ASHBURN, Va. -- This is the kind of season it has become for the Washington Redskins:
Even after a 41-3 victory over the Phoenix Cardinals, coach Joe Gibbs was apologizing profusely. Gibbs said yesterday he felt he had violated one of his cardinal rules: never rile your opponents.
That's why Gibbs apologized for allowing backup quarterback Cary Conklin to throw a 10-yard touchdown pass to Art Monk with 2:44 left against the Cardinals on Sunday at RFK Stadium.
The call enraged Cardinals coach Joe Bugel, a former Gibbs assistant, and Gibbs never likes to give his foes any ammunition.
"I think there's a real lesson in this. I'm always on players about, 'Hey, you don't say anything, you don't do anything to give somebody else an opportunity to help you lose a football game. That's stupid.'
"In this case, I was the one who was stupid. I made a mistake. I'm always very cautious about doing that around here," he said.
Gibbs said he didn't plan to call Bugel, but would handle it in his own way.
Since the Redskins have beaten the Cardinals in 15 of the past 17 and 30 of the past 36 meetings, Gibbs may have been overreacting, but he never likes to give an opponent any edge.
"What happens now is you give them something next year," he said. "It's going to be tough for us. I made a mistake and now the team will pay for it next year. They're going to be jacked up for this. They're going to be flying back next year. It's going to be a cause for them to get upset."
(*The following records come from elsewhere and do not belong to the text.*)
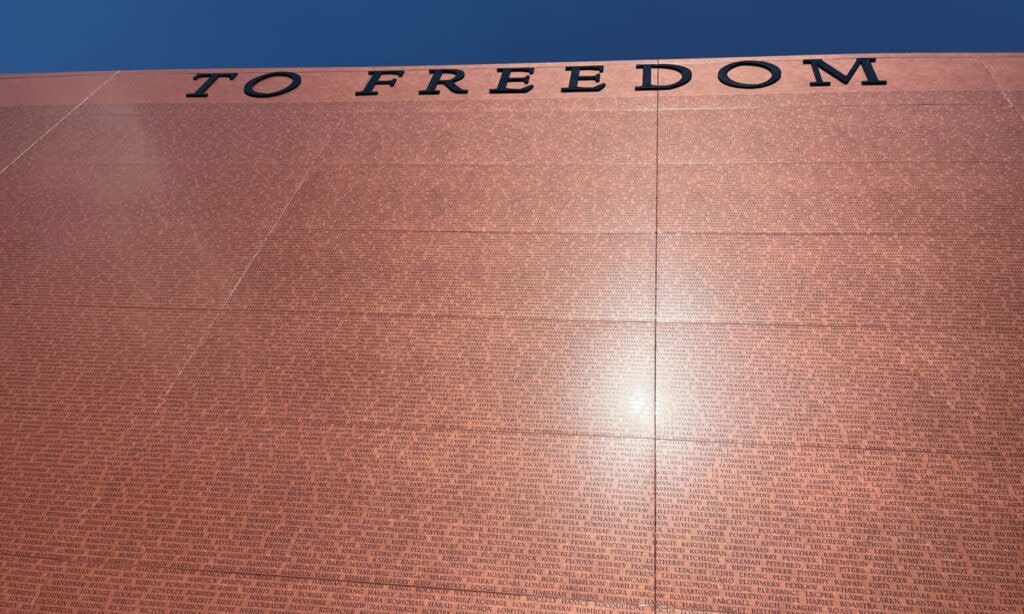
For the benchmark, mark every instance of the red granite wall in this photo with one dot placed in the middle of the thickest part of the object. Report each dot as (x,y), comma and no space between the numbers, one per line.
(708,348)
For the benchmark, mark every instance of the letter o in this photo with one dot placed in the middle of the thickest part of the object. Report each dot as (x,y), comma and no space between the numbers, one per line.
(251,85)
(774,74)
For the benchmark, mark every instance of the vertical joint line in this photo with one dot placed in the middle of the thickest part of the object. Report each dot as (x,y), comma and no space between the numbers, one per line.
(657,137)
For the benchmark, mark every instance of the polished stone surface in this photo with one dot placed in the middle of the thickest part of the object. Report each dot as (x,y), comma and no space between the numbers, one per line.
(706,350)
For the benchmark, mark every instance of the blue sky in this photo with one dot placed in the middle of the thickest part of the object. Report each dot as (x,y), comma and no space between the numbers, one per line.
(37,36)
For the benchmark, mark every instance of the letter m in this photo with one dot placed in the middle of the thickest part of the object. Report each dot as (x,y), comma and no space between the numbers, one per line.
(861,62)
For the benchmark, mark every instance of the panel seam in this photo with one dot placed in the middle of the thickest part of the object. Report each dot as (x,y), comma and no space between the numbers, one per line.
(58,122)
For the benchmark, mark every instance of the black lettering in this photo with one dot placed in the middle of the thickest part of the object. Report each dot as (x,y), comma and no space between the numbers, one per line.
(576,78)
(774,74)
(648,85)
(506,78)
(861,62)
(437,78)
(294,81)
(211,78)
(375,80)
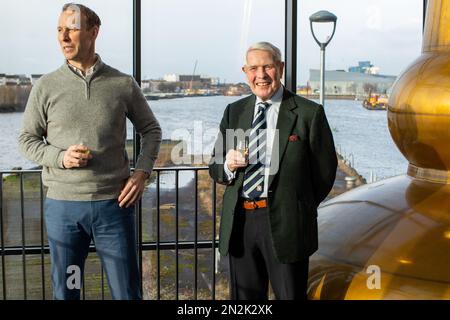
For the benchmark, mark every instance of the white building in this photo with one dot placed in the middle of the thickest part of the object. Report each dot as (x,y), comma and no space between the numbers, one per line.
(171,77)
(350,83)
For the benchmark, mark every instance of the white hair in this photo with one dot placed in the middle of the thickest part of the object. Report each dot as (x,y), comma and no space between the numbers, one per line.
(265,46)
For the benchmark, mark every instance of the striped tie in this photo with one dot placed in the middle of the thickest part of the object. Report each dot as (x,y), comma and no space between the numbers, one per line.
(254,174)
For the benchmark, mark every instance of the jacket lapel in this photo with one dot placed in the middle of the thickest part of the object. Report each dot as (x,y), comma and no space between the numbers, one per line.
(285,123)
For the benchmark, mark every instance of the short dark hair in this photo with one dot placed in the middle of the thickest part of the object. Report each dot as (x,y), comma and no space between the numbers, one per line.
(92,18)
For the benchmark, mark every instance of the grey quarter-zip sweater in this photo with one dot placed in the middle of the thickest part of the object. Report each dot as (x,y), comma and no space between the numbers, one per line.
(66,109)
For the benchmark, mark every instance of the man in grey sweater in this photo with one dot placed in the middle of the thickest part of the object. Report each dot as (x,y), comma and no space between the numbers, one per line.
(75,127)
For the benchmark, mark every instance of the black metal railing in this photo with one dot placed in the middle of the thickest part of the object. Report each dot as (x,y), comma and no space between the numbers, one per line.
(16,184)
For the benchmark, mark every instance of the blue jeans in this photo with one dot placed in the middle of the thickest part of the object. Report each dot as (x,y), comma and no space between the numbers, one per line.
(70,227)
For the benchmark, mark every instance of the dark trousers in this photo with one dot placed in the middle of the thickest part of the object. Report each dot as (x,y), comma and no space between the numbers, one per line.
(253,262)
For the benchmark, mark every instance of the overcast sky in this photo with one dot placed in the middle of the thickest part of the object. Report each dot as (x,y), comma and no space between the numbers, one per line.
(177,33)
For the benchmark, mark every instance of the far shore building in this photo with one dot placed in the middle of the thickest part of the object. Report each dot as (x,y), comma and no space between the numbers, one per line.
(12,79)
(35,77)
(340,82)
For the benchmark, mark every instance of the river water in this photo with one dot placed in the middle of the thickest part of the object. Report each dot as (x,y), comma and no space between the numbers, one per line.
(360,135)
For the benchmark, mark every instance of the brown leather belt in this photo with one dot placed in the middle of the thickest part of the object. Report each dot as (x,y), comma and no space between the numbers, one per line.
(254,204)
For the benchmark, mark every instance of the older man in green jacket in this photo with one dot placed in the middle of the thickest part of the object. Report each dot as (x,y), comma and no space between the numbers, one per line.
(269,214)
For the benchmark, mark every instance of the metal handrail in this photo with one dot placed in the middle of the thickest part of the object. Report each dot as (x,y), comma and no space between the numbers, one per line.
(42,249)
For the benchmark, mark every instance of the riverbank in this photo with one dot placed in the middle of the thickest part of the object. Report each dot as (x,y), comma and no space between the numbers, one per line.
(174,221)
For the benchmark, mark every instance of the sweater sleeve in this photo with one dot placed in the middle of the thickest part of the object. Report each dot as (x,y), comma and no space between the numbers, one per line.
(147,126)
(34,127)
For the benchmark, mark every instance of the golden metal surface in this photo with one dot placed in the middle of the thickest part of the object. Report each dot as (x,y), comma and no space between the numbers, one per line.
(397,231)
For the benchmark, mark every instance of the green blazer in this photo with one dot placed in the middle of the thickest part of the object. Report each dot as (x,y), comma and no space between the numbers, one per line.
(306,174)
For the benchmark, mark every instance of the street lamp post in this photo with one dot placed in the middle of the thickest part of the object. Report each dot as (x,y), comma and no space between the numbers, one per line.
(322,17)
There's no question the Cardinals were upset, even though Bugel said yesterday in Phoenix there was no need for Gibbs to apologize.
"I don't want to say anything else about it," Bugel said.
But Bugel couldn't resist one more shot.
"I was a trusty lieutenant for him for nine years, a very loyal lieutenant. Hey, you've got to do what you have to do. I'll just put it that way," Bugel said.
Bugel seemed to be saying that since he once worked for Gibbs, he expected more consideration.
But Bugel, the one-time "loyal lieutenant," should know that Gibbs is careful not to run up the score.
Gibbs annoyed the Detroit Lions last year when, inside the Detroit 5-yard line and leading 45-0, he had Jeff Rutledge kneel and then turn the ball back over to the Lions on downs. The Lions felt the Redskins were showing them up.
Gibbs said he had planned to have Conklin run the ball on third-and-five and with a 34-3 lead. But the Redskins were penalized, making it third-and-10. So he decided to give Conklin a shot in the air.
"Everybody is yelling on the sidelines, 'Give Cary a chance to throw,' [but] I shouldn't have called that pass," he said. "Given the odds of how well we'd thrown the ball on third-and-10, I figured, hey, there wasn't much of a chance of us getting it anyway. And, of all things, Cary hits Art."
The Cardinals are the second team in the past four days to complain about opponents running up the score. The New York Giants complained about the Dallas Cowboys going for it on fourth-and-two with a 23-3 lead on Thanksgiving Day.
But neither the Giants nor the Cardinals is likely to get much sympathy around the league.
The Cardinals, though, were still griping yesterday.
"They get a little lead and it's like they don't know how to act," safety Tim McDonald said.
At the end of the game, McDonald told some of the young players, "Just learn from this. Don't ever forget it as long as you're in this league. You're going to have opportunities to play those guys again. Don't forget what this is like."
The Redskins-Cardinals series hasn't been much of rivalry over the years. It may become one now.
NOTES: DT Eric Williams hasn't improved and is expected to miss his second straight game with an abdominal injury. CB A. J. Johnson (knee) also is unlikely to return this week, but the Redskins hope that S Danny Copeland and OL Joe Jacoby, who are both coming back from neck injuries, will be able to return this week.